Many were cleared by DNA testing,


But to this day, investigators keep an eye on a few people,


friends and colleagues described Mirack as an all-American girl.
Blonde...

It is NOT related, of course. And only one similarity. Both victims were blonde, that's it. JB was not raped. Her sexual assault may have been staged to cover sexual molestation. Big difference there. BIG difference when a child is found dead in her own home by a parent and when an adult is found dead in her home. This poor woman KNEW her attacker, most likely, and if not, she was followed home by someone or met someone and invited them home. With a 6-year old girl, we have to eliminate the last two.
This woman was raped, so there is semen as DNA tied to the crime. Even with THAT, if the donor was identified, they (or rather their defense attorneys) would try to say that they had consensual sex, then someone else killed her after they left.
With JB, we have DNA, but not in the form of semen. Random rogue DNA on her clothing, not on her body or anywhere else in the crime scene or the house.
I see nothing that would even remotely make me think of this case except that it has not yet been solved. There are MANY, many more like it, too, unfortunately.
 
Of course,of course,I forgot you know who the killer is,my mistake.What's the point of bringing new subjects up around here anyway.

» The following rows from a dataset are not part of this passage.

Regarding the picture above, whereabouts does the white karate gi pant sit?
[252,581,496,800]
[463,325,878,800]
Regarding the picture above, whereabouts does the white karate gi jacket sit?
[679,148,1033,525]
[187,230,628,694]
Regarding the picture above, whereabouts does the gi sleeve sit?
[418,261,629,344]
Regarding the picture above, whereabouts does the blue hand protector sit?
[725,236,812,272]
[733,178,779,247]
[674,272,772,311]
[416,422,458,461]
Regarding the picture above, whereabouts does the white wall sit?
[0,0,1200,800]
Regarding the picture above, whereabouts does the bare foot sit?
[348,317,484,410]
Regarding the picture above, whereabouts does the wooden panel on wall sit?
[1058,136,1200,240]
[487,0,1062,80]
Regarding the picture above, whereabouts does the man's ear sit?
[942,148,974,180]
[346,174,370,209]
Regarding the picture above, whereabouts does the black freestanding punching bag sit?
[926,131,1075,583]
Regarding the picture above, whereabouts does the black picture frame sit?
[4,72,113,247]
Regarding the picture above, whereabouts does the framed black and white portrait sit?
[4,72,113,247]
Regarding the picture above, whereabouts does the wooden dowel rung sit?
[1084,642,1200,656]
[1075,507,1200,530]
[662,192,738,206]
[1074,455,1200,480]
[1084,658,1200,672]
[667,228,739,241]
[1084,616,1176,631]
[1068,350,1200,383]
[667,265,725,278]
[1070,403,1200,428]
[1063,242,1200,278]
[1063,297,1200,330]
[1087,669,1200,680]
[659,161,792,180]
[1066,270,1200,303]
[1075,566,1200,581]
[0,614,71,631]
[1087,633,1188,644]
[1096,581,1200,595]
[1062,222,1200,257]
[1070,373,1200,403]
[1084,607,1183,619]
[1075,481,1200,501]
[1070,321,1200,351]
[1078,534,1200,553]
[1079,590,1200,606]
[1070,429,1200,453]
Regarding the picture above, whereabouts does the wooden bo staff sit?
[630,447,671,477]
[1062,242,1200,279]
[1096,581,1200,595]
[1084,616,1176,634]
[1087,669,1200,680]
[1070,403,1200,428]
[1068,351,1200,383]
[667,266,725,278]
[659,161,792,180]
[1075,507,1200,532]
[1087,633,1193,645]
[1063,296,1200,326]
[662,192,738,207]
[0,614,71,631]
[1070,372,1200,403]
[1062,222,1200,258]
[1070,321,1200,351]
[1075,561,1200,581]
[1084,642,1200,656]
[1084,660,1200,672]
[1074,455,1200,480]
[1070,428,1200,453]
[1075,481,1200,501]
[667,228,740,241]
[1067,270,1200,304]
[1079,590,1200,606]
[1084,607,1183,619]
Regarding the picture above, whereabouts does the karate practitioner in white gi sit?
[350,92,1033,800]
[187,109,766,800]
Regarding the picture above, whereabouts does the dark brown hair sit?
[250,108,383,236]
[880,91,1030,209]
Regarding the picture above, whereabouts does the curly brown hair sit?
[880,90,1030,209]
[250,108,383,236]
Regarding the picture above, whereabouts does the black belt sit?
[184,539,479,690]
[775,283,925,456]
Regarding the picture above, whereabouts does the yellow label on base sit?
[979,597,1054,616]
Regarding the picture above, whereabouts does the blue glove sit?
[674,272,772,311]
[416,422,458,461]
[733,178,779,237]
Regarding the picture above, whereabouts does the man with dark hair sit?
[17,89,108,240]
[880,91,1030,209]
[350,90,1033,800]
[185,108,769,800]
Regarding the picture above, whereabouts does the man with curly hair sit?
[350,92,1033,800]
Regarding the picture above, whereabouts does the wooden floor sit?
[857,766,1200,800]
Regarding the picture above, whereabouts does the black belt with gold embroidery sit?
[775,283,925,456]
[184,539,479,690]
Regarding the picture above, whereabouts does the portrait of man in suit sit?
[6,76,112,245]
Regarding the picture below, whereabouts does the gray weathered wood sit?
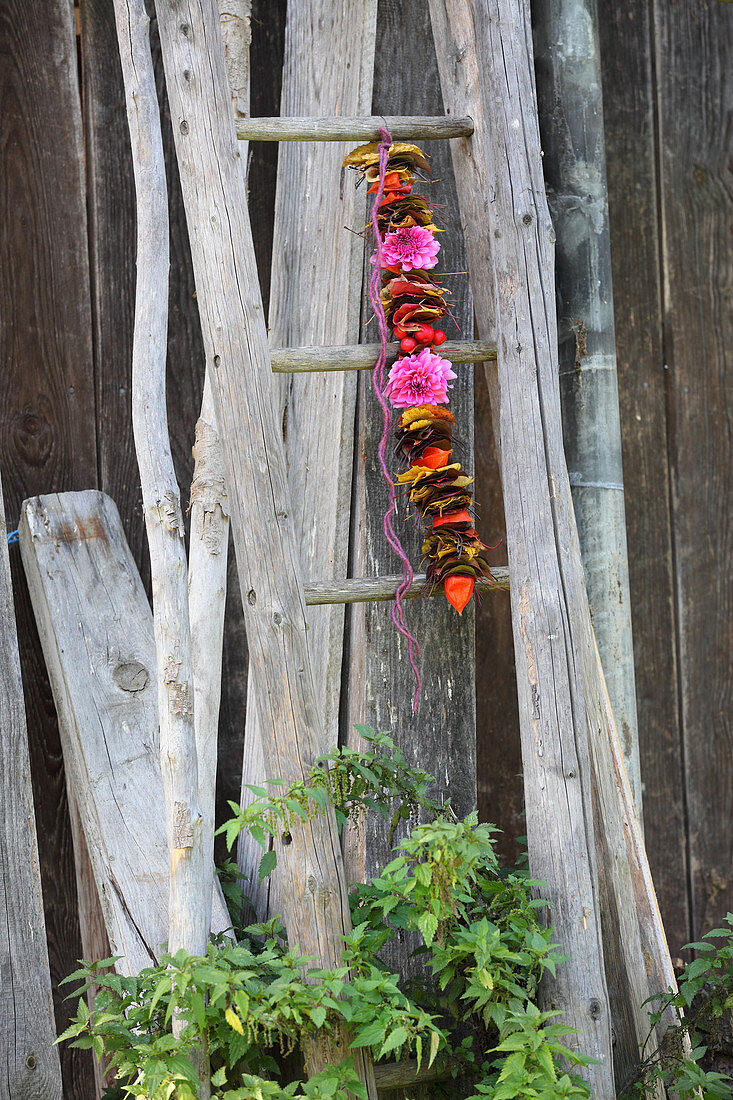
[271,338,496,374]
[533,0,642,820]
[238,0,376,919]
[20,491,229,972]
[305,565,510,606]
[237,114,473,142]
[430,0,615,1082]
[114,0,210,955]
[156,0,375,1096]
[0,470,63,1100]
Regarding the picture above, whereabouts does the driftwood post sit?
[150,0,376,1097]
[114,0,210,955]
[533,0,642,821]
[238,0,376,919]
[0,468,63,1100]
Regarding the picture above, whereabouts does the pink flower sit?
[384,348,458,409]
[382,226,440,272]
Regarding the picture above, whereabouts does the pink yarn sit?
[382,226,440,272]
[369,127,420,713]
[384,348,458,409]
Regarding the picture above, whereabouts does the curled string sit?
[369,127,420,713]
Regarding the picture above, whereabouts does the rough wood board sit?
[0,0,97,1096]
[20,491,229,972]
[342,0,477,1038]
[238,0,376,919]
[654,0,733,939]
[0,468,62,1100]
[599,0,693,955]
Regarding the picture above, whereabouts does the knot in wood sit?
[112,661,150,692]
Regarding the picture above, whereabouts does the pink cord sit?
[369,127,420,714]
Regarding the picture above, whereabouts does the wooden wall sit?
[0,0,733,1098]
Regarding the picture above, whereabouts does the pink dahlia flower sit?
[382,226,440,272]
[384,348,458,409]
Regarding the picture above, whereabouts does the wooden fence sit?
[0,0,733,1098]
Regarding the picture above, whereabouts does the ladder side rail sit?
[238,0,376,920]
[430,0,615,1100]
[151,0,375,1095]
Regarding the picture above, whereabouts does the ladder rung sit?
[304,565,508,606]
[237,114,473,141]
[271,340,496,374]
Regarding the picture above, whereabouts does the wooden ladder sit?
[147,0,674,1100]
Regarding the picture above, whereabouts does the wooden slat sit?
[237,114,473,142]
[238,0,376,919]
[0,0,97,1098]
[271,340,496,374]
[304,567,510,606]
[342,0,477,1051]
[655,3,733,939]
[599,0,693,955]
[20,491,229,972]
[0,470,63,1100]
[156,0,376,1082]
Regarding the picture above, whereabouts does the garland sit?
[343,136,493,651]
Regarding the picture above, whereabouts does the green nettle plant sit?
[61,726,731,1100]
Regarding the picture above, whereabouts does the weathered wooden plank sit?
[533,0,642,816]
[0,468,63,1100]
[238,0,376,917]
[599,0,693,955]
[430,0,644,1100]
[304,565,508,607]
[237,114,473,142]
[271,340,496,374]
[655,0,733,939]
[342,0,477,1020]
[0,0,97,1097]
[156,0,376,1097]
[20,491,229,972]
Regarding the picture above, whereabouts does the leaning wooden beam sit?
[114,0,209,955]
[0,468,63,1100]
[271,340,496,374]
[19,490,230,974]
[188,369,229,926]
[156,0,376,1082]
[237,116,473,142]
[430,0,615,1086]
[431,0,673,1100]
[238,0,376,920]
[305,565,510,606]
[533,0,642,821]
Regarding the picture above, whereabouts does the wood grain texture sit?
[237,114,473,144]
[238,0,376,919]
[533,0,642,815]
[654,0,733,939]
[599,0,693,955]
[343,0,479,1020]
[114,0,208,955]
[0,0,97,1097]
[271,340,496,374]
[21,491,229,972]
[150,0,375,1082]
[0,468,63,1100]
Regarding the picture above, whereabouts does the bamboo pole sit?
[151,0,376,1082]
[237,116,473,142]
[114,0,206,955]
[533,0,643,822]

And re sexual molestation and chronic abuse,it was ST who started this bs like he did with everything else.

ST,pg 166

"He (Meyer) was unsure whether the cause was infection ,digital manipulation ,lying in urine,or even the very unlikely event of self-manipulation.It was consistent with penile penetration,but chronic vaginal abuse was a possibility,Meyer said."

As far as I know possibility is not = with FACT.

"I was struck by the word chronic,which would indicate prior abuse."


:rolleyes: In your biased ,incompetent mind,of course it indicates that.You forgot about the "just a possibility" part.

And you are talking about others taking things out of context and forcing it into their theories.
You take a word,sew an entire fantasy story around it and case closed,PDI.Shameful.
 
And re sexual molestation and chronic abuse,it was ST who started this bs like he did with everything else.

ST,pg 166

"He (Meyer) was unsure whether the cause was infection ,digital manipulation ,lying in urine,or even the very unlikely event of self-manipulation.It was consistent with penile penetration,but chronic vaginal abuse was a possibility,Meyer said."

As far as I know possibility is not = with FACT.

"I was struck by the word chronic,which would indicate prior abuse."


:rolleyes: In your biased ,incompetent mind,of course it indicates that.You forgot about the "just a possibility" part.

Just keep two things in mind, maddy:

1) This exchange happened before the possibility was expanded upon by the specialists. (Unless you think ST brainwashed them, too.)

2) What purpose would it serve for him to start it, since it didn't really figure into his theory, anyway? Moreover, are you suggesting that the possibility should not have been followed up on?